Perhaps a Feedspot with the title “Top 100 RV Blogs Every RV or Motorhome Travel Enthusiast Must Follow” is a bit like the Canadian hundred-dollar note. It takes the highest-valued websites using metrics like Facebook fans, Twitter followers and Alexa Rank and evaluates sites to score the top 100 RV blogs. And, perhaps like the Canadian hundred-dollar note, few people make use of this particular Feedspot.

I spend a lot of time following the RV community on the web and I haven’t visited most of the top 100 blogs on this particular list.

The number 1 RV blog according to Feedspot?

RV Travel.

You can take a look through the complete list here. There were a few familiar ones for me like RV Daily Report, Technomedia, Wheelingit, RV Love but most were not. I checked out a few of them. Some Canadians were on the list like the Bayfield Bunch and Full Time Canada. A large number of the sites on the list were nothing more than storefronts for RV dealers.

And no, our blog was not in the top 100.

RV Of The Year

RV Business recently named the RV of the Year. And the winner?

A Winnebago.

Interesting.

The Winnebago Horizon is a Class A diesel and it seems to be comparable in price and features to coaches like the Newmar Ventana although there are no tags available in the 40-foot model of the Winnebago.

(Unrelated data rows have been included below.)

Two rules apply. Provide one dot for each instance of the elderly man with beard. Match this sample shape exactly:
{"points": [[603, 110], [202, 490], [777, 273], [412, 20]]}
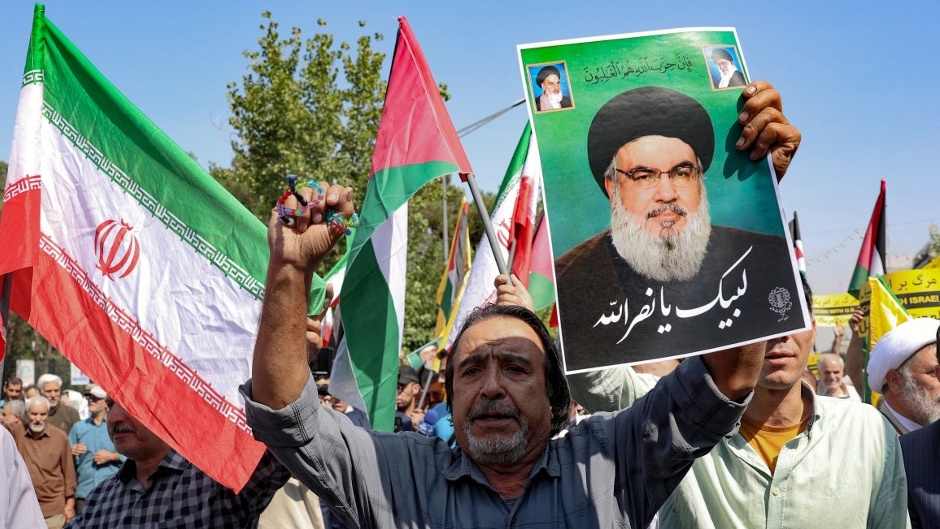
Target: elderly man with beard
{"points": [[48, 457], [649, 149], [61, 415], [730, 75], [508, 397], [157, 487], [902, 368], [552, 98], [799, 461]]}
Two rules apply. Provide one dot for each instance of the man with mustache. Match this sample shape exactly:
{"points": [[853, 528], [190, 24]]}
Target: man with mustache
{"points": [[649, 150], [798, 461], [508, 396], [157, 487], [48, 457], [730, 75], [552, 98]]}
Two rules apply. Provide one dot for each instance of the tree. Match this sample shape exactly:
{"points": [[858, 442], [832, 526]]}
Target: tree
{"points": [[294, 113], [311, 108]]}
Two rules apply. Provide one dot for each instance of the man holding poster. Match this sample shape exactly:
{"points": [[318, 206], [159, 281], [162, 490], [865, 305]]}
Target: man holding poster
{"points": [[680, 267]]}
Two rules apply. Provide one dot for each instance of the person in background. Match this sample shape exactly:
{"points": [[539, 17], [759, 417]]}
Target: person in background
{"points": [[61, 415], [901, 368], [95, 456], [48, 456]]}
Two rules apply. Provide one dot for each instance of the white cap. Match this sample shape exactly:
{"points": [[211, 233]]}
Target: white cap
{"points": [[897, 346], [96, 392]]}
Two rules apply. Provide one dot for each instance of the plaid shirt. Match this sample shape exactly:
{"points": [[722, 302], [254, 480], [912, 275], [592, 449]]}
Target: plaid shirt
{"points": [[179, 495]]}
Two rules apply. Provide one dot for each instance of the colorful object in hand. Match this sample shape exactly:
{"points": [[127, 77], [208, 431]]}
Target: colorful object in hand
{"points": [[340, 225], [286, 214]]}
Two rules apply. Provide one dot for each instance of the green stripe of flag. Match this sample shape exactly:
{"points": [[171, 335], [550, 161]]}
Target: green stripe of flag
{"points": [[146, 161]]}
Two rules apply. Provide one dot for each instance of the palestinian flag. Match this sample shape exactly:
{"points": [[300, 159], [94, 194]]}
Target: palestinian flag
{"points": [[130, 259], [797, 243], [480, 290], [416, 143], [871, 258], [450, 291]]}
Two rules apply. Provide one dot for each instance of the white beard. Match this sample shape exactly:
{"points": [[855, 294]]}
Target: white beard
{"points": [[669, 256], [726, 79], [550, 101]]}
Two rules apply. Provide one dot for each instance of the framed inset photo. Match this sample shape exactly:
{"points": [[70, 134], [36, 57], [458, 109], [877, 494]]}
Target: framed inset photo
{"points": [[724, 67], [551, 88]]}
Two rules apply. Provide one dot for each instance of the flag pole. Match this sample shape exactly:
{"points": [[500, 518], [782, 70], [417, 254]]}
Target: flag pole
{"points": [[5, 319], [487, 225]]}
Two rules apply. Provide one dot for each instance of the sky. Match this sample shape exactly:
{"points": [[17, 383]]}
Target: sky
{"points": [[857, 78]]}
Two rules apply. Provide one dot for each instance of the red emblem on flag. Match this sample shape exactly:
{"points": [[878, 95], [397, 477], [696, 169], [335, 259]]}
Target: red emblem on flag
{"points": [[117, 248]]}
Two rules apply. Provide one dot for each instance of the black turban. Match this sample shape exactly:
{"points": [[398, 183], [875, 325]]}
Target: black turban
{"points": [[648, 111], [719, 54], [545, 72]]}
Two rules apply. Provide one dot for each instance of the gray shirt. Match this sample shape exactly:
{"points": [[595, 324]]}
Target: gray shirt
{"points": [[612, 470]]}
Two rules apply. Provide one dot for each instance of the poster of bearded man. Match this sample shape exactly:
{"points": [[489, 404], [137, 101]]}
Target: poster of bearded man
{"points": [[668, 241]]}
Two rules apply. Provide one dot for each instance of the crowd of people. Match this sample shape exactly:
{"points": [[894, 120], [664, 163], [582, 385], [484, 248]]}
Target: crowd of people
{"points": [[729, 439]]}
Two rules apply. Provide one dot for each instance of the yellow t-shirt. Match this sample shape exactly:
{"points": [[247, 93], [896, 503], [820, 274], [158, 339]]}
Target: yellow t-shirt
{"points": [[769, 440]]}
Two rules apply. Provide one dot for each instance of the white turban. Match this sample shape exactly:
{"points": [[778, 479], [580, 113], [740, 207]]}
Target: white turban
{"points": [[897, 346]]}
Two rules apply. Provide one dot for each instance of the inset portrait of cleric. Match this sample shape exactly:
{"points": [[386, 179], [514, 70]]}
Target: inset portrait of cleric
{"points": [[550, 87], [723, 67], [662, 281]]}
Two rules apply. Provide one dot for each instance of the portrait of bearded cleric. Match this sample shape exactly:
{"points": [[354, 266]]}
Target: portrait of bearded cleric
{"points": [[662, 281]]}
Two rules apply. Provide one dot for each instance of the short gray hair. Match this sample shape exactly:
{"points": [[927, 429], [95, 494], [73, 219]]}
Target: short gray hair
{"points": [[17, 407], [826, 356], [47, 378], [37, 399]]}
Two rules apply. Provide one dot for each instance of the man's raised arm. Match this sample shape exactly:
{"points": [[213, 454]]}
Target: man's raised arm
{"points": [[279, 367]]}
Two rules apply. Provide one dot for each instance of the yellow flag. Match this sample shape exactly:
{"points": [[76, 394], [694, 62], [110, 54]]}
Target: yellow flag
{"points": [[883, 312]]}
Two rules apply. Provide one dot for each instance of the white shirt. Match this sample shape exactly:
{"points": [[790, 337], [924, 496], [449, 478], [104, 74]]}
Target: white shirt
{"points": [[19, 508]]}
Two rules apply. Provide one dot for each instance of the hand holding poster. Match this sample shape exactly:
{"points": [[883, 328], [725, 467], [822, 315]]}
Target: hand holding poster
{"points": [[667, 240]]}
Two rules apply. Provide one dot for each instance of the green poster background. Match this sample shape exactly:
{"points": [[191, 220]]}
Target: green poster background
{"points": [[741, 193]]}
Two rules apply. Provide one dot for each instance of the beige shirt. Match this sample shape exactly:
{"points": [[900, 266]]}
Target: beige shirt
{"points": [[49, 460]]}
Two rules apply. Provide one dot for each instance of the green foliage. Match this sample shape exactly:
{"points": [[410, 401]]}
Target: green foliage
{"points": [[311, 107], [308, 107]]}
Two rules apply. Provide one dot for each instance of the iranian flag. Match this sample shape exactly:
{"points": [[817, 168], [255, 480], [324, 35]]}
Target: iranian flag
{"points": [[515, 205], [130, 259], [453, 281], [416, 143], [542, 270], [871, 258]]}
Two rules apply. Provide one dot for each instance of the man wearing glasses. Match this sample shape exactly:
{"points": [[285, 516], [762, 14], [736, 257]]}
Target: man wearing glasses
{"points": [[95, 457], [921, 450], [661, 258]]}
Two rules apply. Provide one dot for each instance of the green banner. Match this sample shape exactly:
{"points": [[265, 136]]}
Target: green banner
{"points": [[691, 254]]}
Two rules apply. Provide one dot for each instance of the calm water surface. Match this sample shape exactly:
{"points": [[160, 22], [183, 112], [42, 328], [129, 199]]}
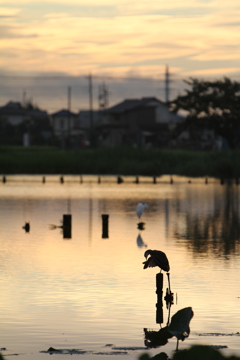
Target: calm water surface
{"points": [[89, 291]]}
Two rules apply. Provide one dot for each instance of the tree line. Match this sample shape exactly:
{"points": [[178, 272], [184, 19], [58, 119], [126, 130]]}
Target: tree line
{"points": [[213, 105]]}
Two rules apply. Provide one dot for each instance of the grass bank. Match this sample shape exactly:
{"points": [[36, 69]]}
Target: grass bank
{"points": [[122, 161]]}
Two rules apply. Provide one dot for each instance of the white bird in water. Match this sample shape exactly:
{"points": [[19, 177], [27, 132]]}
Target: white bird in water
{"points": [[140, 209]]}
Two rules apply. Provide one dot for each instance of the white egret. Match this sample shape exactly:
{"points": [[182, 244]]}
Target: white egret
{"points": [[140, 209]]}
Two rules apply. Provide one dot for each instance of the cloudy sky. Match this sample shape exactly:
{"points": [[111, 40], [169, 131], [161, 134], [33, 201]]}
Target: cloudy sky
{"points": [[115, 39]]}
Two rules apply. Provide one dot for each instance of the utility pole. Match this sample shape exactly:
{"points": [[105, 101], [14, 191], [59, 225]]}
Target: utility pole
{"points": [[90, 100], [167, 85], [69, 117], [91, 110], [69, 98]]}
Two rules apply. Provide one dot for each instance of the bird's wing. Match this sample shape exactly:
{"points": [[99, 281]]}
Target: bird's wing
{"points": [[149, 263]]}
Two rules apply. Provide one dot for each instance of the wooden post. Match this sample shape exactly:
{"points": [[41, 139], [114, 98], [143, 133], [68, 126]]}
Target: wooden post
{"points": [[119, 180], [159, 292], [26, 227], [105, 226], [67, 226]]}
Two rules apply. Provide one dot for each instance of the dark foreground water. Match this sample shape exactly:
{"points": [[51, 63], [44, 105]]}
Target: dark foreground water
{"points": [[87, 293]]}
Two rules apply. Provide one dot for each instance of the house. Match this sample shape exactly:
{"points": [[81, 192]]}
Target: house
{"points": [[24, 124], [87, 118], [66, 127], [137, 122]]}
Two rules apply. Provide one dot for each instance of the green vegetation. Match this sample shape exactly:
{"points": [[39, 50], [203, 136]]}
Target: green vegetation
{"points": [[122, 161], [195, 352], [213, 105]]}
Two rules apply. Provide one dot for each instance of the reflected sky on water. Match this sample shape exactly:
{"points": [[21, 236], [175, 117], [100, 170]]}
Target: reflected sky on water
{"points": [[88, 291]]}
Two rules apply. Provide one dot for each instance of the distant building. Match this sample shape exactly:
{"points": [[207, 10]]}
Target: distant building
{"points": [[142, 122], [66, 127], [24, 125], [15, 114], [87, 118]]}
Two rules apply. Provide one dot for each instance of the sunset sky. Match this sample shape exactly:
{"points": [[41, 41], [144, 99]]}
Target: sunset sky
{"points": [[120, 38]]}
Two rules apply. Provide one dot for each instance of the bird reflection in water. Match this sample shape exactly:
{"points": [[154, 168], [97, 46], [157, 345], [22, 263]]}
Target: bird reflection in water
{"points": [[139, 211], [157, 258], [178, 327], [140, 242]]}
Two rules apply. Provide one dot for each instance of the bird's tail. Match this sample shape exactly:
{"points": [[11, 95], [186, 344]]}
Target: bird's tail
{"points": [[145, 264]]}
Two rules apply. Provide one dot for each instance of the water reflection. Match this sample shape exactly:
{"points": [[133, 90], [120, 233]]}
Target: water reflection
{"points": [[178, 327], [216, 231]]}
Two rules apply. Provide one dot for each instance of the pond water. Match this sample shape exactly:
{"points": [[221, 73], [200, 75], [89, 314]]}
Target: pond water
{"points": [[88, 291]]}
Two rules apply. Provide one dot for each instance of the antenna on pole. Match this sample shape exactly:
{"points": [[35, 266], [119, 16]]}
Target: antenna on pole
{"points": [[167, 84]]}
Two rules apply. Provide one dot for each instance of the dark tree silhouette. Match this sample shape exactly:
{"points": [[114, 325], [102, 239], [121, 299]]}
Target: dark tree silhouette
{"points": [[211, 104]]}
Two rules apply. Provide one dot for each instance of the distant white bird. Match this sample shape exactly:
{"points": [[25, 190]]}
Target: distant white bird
{"points": [[140, 209], [140, 242]]}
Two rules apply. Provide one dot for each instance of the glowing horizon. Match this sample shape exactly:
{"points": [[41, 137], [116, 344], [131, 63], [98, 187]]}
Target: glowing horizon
{"points": [[120, 38]]}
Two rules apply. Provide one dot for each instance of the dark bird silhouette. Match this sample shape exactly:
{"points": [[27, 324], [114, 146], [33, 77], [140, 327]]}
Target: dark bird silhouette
{"points": [[156, 258]]}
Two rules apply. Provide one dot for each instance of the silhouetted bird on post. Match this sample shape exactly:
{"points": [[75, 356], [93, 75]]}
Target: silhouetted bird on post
{"points": [[156, 258]]}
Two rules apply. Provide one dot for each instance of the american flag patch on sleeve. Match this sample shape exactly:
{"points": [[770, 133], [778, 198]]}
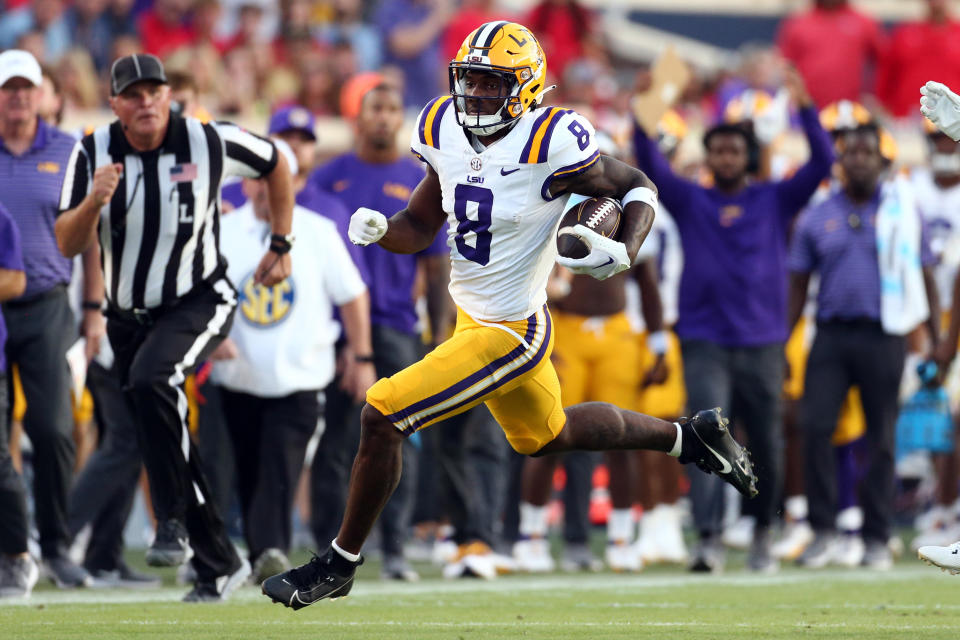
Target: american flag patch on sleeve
{"points": [[183, 172]]}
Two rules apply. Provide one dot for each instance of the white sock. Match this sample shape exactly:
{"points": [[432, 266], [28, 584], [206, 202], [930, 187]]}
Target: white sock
{"points": [[533, 520], [796, 507], [675, 452], [620, 526], [352, 557]]}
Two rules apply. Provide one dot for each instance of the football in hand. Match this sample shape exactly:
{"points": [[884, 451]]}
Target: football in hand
{"points": [[597, 214]]}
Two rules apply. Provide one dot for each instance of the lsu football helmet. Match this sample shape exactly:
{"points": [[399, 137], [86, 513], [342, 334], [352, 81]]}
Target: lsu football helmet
{"points": [[844, 114], [510, 51]]}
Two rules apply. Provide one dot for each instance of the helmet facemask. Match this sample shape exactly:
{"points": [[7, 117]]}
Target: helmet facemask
{"points": [[508, 99]]}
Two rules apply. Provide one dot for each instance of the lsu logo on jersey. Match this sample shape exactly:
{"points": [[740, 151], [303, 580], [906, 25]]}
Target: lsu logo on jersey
{"points": [[263, 306]]}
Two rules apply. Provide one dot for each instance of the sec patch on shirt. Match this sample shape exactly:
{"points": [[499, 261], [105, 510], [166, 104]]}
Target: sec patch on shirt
{"points": [[264, 307]]}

My concern would be the quality of this product. When I read David’s experience with his Winnebago, I thought to myself, life is too short for dealing with way too many build issues. And, my goodness, what an experience he had with his new build. Eventually the sale did not go through. His story, unfortunately is not unique. You can download this couple’s pdf and get a sense for the anger and frustration caused by the lack of quality control.

Quality was one of the reasons why the Winnebago product never made its way to our short list.

The RV industry is certainly under pressure to deliver. Record demand puts a lot more strain on the manufacturers. Hopefully this Horizon is a better built coach. It is one thing to get an award from an industry publication. It is another to build a solid reputation with customers.

Entegra Qwest

Not quite what I expected.

Entegra has now started posting some details about their new lineup of Class C coaches on their Facebook page and on their website.

Looks like the Entegra web team haven’t spent much time on building up a slick marketing presentation for the new product. No dedicated page for the Qwest as yet. Even the QWest brochure looks a bit, well, anemic. You can download the pdf here.

The brochure contains no photo gallery of the exterior or interior. A couple of small thumbnails and a couple of floorplans. And a fact sheet. At least with their coach brochure, you get a sense of excitement about owning their product.

Doesn’t come across to me that they are all that enthused about their new class C lineup.

Maybe someone forced them to do it against their will? The Qwest looks very close to the Jayco class C.

I guess I was expecting better. Looks more like a nameplate change to an existing platform with some minor refinements.